On the face of it this is surprising, as with Dyfed-Powys being such a rural patch, compared with West Mercia which includes some large urban areas, you might have thought that the policing job in Wales would be relatively easier. Whether or not it is, the way the police force there has been responding to its challenges has been falling short of expectations in some areas.

On a positive note, the whole point of this overview is to identify areas which can be improved. It can take the eye of outsiders to pinpoint what needs to be done. Dyfed-Powys will not like finding itself in a position in which it is on the receiving end of criticism, but it is constructive criticism which should spur the force to strengthen those areas in which it is weaker than it should be.

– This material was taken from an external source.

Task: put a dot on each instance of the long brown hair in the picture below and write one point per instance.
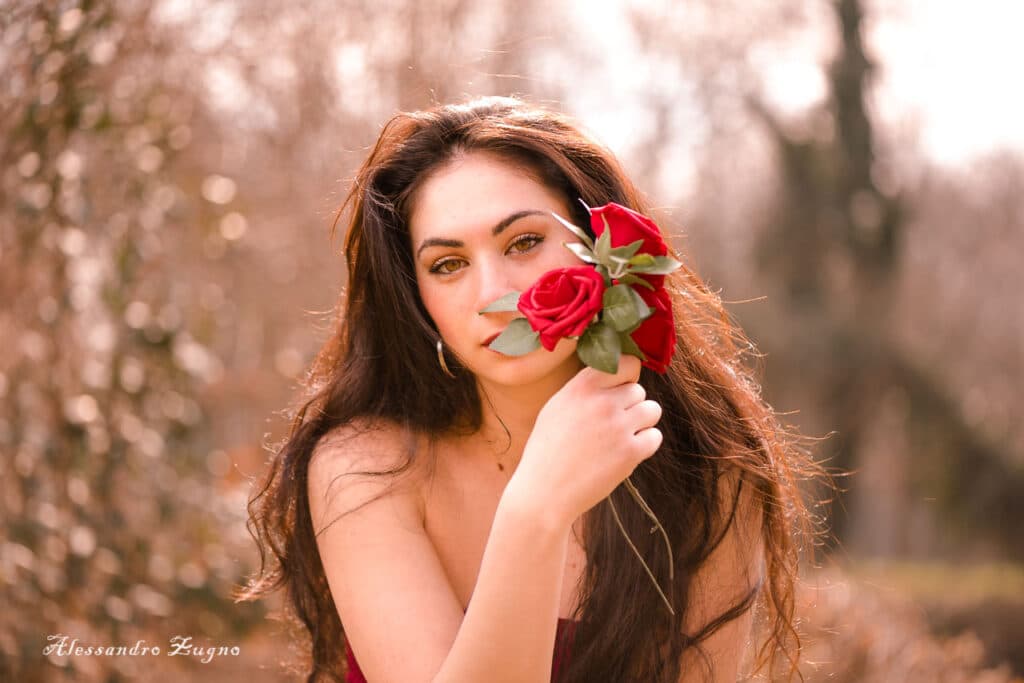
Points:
(380, 364)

More generally, Home Secretary Amber Rudd has authorised a more powerful Taser stun gun to be issued to officers in England and Wales, a matter which has additional relevance in the West Mercia force, as the death of the former Aston Villa footballer Dalian Atkinson after being Tasered in Telford was one of a number of incidents which has raised concerns about the potency and use of these electric stun guns.

The idea that they are magic wonder weapons which will incapacitate those on the receiving end and yet be harmless has been called into serious question by that tragedy. But in a Britain in which it is increasingly common to see armed officers, Tasers make sense as part of an armoury with a wide range of non-lethal alternatives, to be used sparingly, and only when truly demanded by circumstances.